Monday, January 04, 2016

Woman pleads guilty to hiring man to kill her sister

(From the U. S. Attorney for the Western District of Missouri)

A Houston, Mo., woman pleaded guilty in federal court today to hiring someone to murder her sister.

Leta Faye Douglas, 52, of Houston, pleaded guilty before U.S. District Judge M. Douglas Harpool to the charge contained in a Feb. 24, 2015, federal indictment.

By pleading guilty today, Douglas admitted that she agreed to pay another person – who was actually an undercover law enforcement officer – $2,000 to murder her sister. Douglas must forfeit the $2,000 that she paid the undercover officer to the government.

According to court documents, Douglas sent a letter to her ex-husband in January 2015, asking for his help. Douglas’s ex-husband, who lives in Nebraska, has been divorced from her for about 18 years and has not maintained contact with her. When he called her in response to receiving the letter, Douglas told him that she wanted her sister killed. Douglas told her ex-husband that her parents were in a home for the elderly and that her sister was in charge of their finances. He believed that Douglas wanted to have access to her parents' financial estate.

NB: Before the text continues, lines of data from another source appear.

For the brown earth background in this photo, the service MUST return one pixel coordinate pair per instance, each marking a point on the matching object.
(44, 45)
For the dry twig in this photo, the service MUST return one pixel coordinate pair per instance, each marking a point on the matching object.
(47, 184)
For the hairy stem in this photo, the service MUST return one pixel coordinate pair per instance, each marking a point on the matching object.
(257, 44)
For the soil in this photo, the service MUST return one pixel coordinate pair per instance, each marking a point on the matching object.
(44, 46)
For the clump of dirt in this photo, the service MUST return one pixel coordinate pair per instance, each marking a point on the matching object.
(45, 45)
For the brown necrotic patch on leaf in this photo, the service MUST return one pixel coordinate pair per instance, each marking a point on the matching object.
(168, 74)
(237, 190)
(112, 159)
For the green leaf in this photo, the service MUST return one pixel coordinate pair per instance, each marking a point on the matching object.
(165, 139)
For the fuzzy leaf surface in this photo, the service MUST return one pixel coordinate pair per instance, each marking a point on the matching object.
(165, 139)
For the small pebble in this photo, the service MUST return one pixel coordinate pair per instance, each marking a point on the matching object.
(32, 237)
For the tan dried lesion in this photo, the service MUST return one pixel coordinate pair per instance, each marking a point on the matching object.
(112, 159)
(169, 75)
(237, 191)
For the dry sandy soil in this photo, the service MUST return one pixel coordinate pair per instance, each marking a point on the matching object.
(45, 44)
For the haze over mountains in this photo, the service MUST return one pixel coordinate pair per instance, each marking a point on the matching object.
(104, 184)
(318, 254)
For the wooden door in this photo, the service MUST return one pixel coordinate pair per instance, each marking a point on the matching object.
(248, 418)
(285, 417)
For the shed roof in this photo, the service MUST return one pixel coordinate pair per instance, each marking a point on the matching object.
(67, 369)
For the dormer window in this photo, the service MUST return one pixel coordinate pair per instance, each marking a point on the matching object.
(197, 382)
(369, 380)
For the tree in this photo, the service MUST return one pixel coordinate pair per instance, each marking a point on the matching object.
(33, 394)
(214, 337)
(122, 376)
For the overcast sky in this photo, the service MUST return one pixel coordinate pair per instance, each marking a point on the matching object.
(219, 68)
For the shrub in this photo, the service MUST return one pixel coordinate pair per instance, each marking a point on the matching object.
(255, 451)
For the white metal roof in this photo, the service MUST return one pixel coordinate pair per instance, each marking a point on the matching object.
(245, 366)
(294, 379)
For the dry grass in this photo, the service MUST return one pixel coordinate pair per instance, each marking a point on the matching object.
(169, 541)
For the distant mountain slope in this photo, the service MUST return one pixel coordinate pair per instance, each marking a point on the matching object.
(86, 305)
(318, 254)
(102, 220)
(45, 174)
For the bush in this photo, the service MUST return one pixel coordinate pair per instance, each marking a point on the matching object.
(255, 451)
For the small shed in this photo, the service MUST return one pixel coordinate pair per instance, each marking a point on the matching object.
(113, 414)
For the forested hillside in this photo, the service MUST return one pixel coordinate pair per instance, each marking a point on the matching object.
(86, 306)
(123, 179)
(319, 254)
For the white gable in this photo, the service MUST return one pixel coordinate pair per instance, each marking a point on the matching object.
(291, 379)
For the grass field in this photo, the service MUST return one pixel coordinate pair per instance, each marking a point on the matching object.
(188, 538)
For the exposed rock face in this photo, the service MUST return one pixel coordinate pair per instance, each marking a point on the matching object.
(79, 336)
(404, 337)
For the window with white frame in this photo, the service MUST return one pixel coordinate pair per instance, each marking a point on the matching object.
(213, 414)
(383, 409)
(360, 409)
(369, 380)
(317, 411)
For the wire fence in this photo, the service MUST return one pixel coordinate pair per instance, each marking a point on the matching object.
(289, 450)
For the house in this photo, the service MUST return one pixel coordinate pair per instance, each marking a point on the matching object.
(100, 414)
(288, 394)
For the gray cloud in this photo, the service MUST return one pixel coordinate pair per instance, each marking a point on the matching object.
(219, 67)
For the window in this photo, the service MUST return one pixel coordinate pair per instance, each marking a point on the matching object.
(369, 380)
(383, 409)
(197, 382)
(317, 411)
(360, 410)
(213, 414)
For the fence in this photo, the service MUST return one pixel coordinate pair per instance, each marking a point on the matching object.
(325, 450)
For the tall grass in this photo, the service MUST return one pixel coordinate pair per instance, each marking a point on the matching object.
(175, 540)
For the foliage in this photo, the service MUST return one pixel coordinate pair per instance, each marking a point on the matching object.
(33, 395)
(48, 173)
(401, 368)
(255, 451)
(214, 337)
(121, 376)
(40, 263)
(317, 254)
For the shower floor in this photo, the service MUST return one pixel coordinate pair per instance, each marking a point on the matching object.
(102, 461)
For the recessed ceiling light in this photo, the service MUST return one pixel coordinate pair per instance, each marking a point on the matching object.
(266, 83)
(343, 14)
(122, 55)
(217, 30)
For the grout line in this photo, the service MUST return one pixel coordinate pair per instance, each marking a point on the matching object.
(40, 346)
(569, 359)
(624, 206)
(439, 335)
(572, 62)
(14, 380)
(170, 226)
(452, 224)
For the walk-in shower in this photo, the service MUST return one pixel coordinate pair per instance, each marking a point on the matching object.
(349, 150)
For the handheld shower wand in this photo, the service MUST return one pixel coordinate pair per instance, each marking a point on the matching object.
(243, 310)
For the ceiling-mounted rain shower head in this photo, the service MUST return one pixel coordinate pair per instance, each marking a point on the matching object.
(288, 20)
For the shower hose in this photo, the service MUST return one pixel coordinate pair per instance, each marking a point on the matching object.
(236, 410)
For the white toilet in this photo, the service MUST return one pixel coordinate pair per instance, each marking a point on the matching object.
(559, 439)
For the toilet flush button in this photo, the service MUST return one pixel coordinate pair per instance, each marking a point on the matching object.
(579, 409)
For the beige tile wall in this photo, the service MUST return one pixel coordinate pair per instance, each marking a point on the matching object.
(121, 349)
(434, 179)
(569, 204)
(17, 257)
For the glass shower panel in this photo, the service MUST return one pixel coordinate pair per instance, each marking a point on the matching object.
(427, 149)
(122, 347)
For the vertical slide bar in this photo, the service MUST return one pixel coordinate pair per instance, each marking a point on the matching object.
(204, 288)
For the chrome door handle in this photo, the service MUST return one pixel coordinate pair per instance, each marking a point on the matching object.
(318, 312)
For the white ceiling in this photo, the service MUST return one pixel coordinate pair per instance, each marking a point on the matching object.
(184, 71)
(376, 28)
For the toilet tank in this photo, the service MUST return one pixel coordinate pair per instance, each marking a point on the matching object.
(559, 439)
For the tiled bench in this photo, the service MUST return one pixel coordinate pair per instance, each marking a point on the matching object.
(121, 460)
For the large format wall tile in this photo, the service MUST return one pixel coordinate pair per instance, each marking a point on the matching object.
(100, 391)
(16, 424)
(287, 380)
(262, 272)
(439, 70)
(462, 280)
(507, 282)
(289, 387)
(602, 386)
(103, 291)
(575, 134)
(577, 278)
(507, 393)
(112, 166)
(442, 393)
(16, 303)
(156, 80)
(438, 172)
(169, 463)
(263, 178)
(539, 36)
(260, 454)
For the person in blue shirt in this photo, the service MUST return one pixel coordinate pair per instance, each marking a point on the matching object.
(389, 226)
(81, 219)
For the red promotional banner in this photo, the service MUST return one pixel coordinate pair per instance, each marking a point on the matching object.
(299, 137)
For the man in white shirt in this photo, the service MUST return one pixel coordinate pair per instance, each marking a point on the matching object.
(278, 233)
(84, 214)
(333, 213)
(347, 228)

Douglas’s ex-husband contacted law enforcement authorities. An undercover employee of the Missouri State Highway Patrol contacted Douglas and made arrangements to meet in the Walmart parking lot in Houston on Feb. 9, 2015. The undercover, who was wearing an audio recording device, approached Douglas’s vehicle and got into the front passenger’s seat. During the initial conversation, she provided the undercover with a photograph of her sister and a hand-drawn map to her sister’s residence.

The entire conversation between Douglas and the undercover was recorded. Douglas told the undercover that her sister’s husband would also be home and that they had two dogs inside the house. She handed him an envelope that contained $2,000.

Douglas was arrested at her residence a few days later.

Under federal statutes, Douglas is subject to a sentence of up to 10 years in federal prison without parole, plus a fine up to $250,000. A sentencing hearing will be scheduled after the completion of a presentence investigation by the United States Probation Office.

This case is being prosecuted by Assistant U.S. Attorney James J. Kelleher. It was investigated by the FBI, the Missouri State Highway Patrol and the South Central Drug Task Force.